Es gibt noch viel Spielraum, um Wissenslücken zu schließen
In den Fortbildungsveranstaltungen, die das ISOE gemeinsam mit der Landesärztekammer und der Landesapothekenkammer Baden-Württemberg angeboten hat, hatten sich auch bei diesen für den Umgang mit Medikamenten zentralen Berufsgruppen Informationsdefizite gezeigt. „Nicht allen Medizinerinnen und Medizinern war zum Beispiel klar, dass die Entsorgung von Arzneimittelresten über den Restmüll erfolgen muss“, berichtet Winker. „Zudem fanden wir es bemerkenswert, dass das Thema Arzneimittelrückstände in der Umwelt trotz seiner Bedeutung auch im Medizin- und Pharmaziestudium nicht verankert ist. Hier ist noch viel Spielraum, um Wissenslücken zu schließen.“
Handbuch zur Wissensvermittlung zum Thema Arzneimittelrückstände im Wasser
Helfen kann dabei ein Handbuch, das unter Federführung der ISOE-Forscherin im Auftrag des Umweltbundesamtes gerade erschienen ist. Es gibt Empfehlungen für Multiplikatoren wie Bundes- und Landesapothekerkammern, Stiftungen, Akademien, Hochschulen und Universitäten und zeigt, wie didaktische Konzepte für Aus- und Fortbildungsveranstaltungen in der Pharmazie konkret aussehen können.

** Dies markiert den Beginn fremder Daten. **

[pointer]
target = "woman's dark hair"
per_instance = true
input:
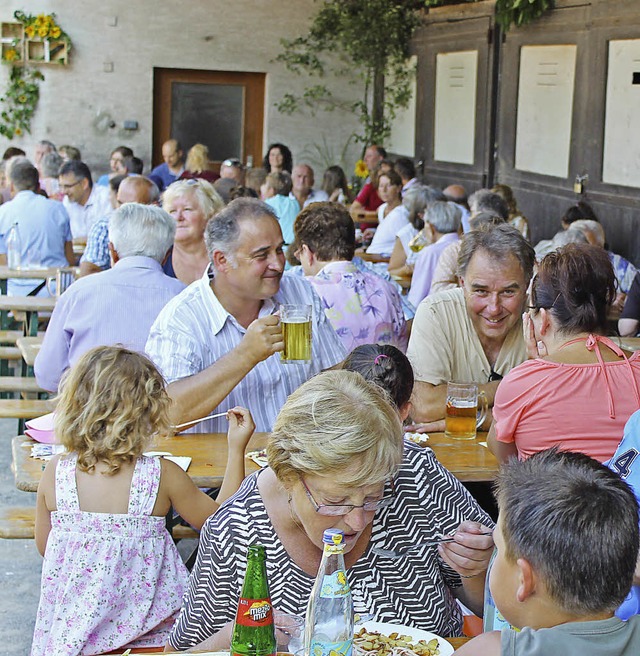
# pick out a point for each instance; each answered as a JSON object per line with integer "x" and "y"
{"x": 577, "y": 285}
{"x": 335, "y": 178}
{"x": 386, "y": 366}
{"x": 287, "y": 159}
{"x": 581, "y": 210}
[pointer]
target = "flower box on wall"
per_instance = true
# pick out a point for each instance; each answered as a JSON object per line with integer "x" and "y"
{"x": 12, "y": 41}
{"x": 47, "y": 51}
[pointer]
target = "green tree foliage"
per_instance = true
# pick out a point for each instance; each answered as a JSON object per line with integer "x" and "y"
{"x": 367, "y": 40}
{"x": 520, "y": 12}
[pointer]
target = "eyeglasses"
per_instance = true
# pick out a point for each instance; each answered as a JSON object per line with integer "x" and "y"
{"x": 69, "y": 186}
{"x": 339, "y": 510}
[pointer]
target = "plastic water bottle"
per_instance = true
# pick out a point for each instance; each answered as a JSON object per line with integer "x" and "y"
{"x": 329, "y": 620}
{"x": 14, "y": 248}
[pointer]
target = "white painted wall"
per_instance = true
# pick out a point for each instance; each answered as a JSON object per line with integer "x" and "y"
{"x": 234, "y": 35}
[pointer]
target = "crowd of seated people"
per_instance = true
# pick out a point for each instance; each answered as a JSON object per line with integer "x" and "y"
{"x": 181, "y": 281}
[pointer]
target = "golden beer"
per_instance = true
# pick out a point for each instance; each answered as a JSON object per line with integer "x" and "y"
{"x": 460, "y": 419}
{"x": 297, "y": 340}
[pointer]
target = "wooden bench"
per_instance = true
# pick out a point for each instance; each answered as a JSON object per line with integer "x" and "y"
{"x": 20, "y": 385}
{"x": 17, "y": 523}
{"x": 24, "y": 408}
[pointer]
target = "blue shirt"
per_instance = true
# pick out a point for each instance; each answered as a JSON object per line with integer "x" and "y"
{"x": 97, "y": 248}
{"x": 44, "y": 230}
{"x": 111, "y": 307}
{"x": 194, "y": 331}
{"x": 162, "y": 176}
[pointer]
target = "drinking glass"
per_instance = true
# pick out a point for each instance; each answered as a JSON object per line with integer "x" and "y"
{"x": 296, "y": 332}
{"x": 462, "y": 415}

Auch zu Lehrformaten, die sich gezielt an Medizinerinnen und Mediziner wenden, damit diese ihre Patienten sachgemäß über den umweltbewussten Umgang mit Medikamenten informieren können, liegen Konzepte, Formate und Publikationen vor.

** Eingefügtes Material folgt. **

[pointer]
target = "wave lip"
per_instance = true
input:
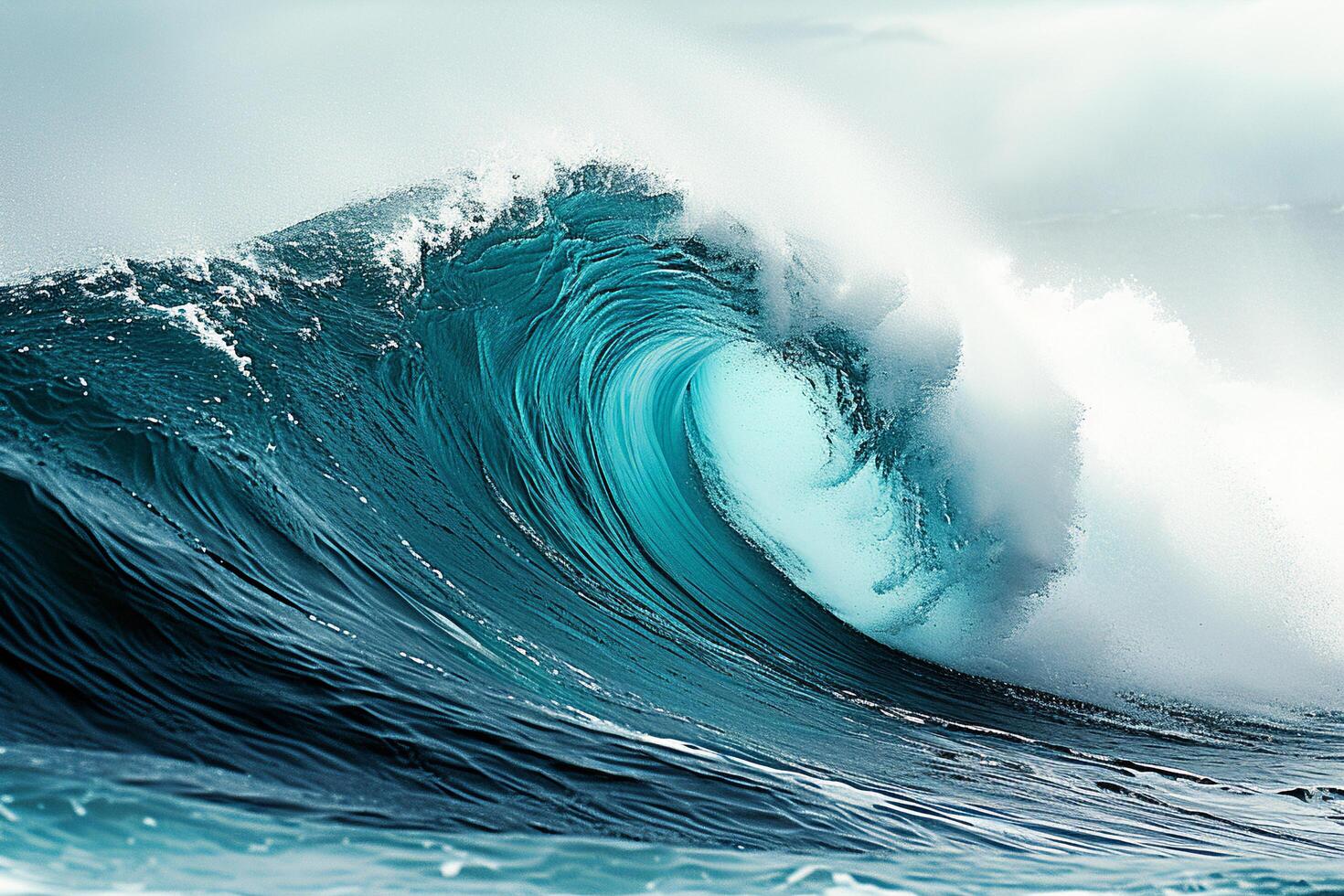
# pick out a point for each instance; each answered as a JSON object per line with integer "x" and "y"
{"x": 517, "y": 518}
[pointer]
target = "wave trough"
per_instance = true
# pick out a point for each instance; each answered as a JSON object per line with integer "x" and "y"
{"x": 485, "y": 535}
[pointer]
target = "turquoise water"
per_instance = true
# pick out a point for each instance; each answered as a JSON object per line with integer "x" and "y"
{"x": 438, "y": 544}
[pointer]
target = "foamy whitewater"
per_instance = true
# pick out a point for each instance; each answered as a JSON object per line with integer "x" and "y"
{"x": 714, "y": 504}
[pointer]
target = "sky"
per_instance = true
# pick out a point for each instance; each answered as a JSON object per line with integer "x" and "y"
{"x": 154, "y": 125}
{"x": 1189, "y": 146}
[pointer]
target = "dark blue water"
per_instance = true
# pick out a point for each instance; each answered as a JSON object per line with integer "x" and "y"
{"x": 326, "y": 572}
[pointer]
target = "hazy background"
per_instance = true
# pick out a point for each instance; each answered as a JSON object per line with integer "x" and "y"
{"x": 1192, "y": 148}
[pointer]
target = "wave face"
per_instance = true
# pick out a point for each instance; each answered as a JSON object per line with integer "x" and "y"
{"x": 496, "y": 549}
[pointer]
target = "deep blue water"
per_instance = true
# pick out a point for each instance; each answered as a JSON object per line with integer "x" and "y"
{"x": 323, "y": 572}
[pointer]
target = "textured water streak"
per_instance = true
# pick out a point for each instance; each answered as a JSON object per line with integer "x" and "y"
{"x": 402, "y": 547}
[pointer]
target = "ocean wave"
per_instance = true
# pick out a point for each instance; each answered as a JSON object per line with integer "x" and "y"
{"x": 548, "y": 506}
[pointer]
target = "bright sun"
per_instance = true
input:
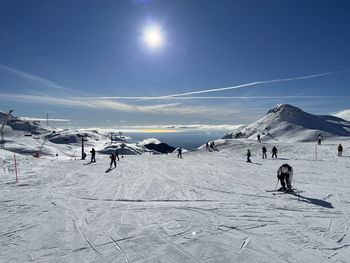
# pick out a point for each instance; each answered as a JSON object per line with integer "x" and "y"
{"x": 153, "y": 37}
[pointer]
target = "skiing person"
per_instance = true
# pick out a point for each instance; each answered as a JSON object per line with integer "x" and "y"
{"x": 274, "y": 152}
{"x": 264, "y": 150}
{"x": 117, "y": 154}
{"x": 212, "y": 145}
{"x": 340, "y": 150}
{"x": 248, "y": 156}
{"x": 179, "y": 153}
{"x": 258, "y": 138}
{"x": 113, "y": 158}
{"x": 285, "y": 176}
{"x": 93, "y": 154}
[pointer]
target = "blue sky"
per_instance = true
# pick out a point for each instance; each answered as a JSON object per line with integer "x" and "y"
{"x": 87, "y": 61}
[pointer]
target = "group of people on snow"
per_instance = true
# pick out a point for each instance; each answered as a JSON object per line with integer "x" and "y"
{"x": 264, "y": 153}
{"x": 114, "y": 157}
{"x": 210, "y": 145}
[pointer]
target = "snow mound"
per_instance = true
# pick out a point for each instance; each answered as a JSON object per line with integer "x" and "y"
{"x": 290, "y": 123}
{"x": 149, "y": 141}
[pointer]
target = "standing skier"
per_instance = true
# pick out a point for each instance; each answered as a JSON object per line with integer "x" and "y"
{"x": 274, "y": 152}
{"x": 248, "y": 156}
{"x": 117, "y": 154}
{"x": 93, "y": 154}
{"x": 264, "y": 150}
{"x": 340, "y": 150}
{"x": 113, "y": 160}
{"x": 285, "y": 176}
{"x": 179, "y": 153}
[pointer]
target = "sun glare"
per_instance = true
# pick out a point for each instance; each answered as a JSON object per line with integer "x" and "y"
{"x": 153, "y": 37}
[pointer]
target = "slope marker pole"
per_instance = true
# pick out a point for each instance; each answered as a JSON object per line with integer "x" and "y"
{"x": 14, "y": 157}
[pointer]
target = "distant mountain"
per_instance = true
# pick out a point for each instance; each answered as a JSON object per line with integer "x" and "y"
{"x": 30, "y": 127}
{"x": 160, "y": 147}
{"x": 286, "y": 122}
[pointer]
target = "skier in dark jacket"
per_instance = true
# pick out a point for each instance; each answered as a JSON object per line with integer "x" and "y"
{"x": 179, "y": 153}
{"x": 117, "y": 154}
{"x": 113, "y": 160}
{"x": 248, "y": 156}
{"x": 258, "y": 138}
{"x": 274, "y": 152}
{"x": 285, "y": 176}
{"x": 93, "y": 154}
{"x": 264, "y": 150}
{"x": 340, "y": 150}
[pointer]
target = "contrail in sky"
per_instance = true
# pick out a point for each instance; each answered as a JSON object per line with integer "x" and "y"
{"x": 182, "y": 95}
{"x": 253, "y": 84}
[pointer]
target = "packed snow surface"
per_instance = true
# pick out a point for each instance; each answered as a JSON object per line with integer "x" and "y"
{"x": 210, "y": 206}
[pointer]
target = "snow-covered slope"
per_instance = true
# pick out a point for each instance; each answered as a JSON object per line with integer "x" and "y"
{"x": 289, "y": 123}
{"x": 207, "y": 207}
{"x": 28, "y": 137}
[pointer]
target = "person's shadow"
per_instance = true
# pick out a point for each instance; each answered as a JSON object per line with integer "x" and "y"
{"x": 110, "y": 169}
{"x": 313, "y": 201}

Fragen Sie Ihre Ärztin oder Ihren Apotheker
Mit ihren Empfehlungen zur Verankerung von Wissen über Arzneimittelrückstände im Wasser orientieren sich die Forscher des ISOE am Vorsorgeprinzip. Während die negativen Effekte von Medikamentenrückständen auf im Wasser lebende Organismen inzwischen bekannt sind, überwiegt noch Unwissen, wenn es um die Langzeitfolgen von chronischen Einträgen auch niedriger Konzentrationen auf Mensch und Umwelt geht. „Ärztinnen und Apotheker, die umweltrelevante Aspekte von Arzneimitteln wie die sachgemäße Entsorgung in der Patientenberatung zur Sprache bringen, wenn möglich auch kleinere Packungsgrößen empfehlen oder auch zu nichtmedikamentösen Behandlungsformen beraten, tragen vorsorgend dazu bei, dass die Risiken für Mensch und Umwelt minimiert werden können,“ ist sich Martina Winker sicher.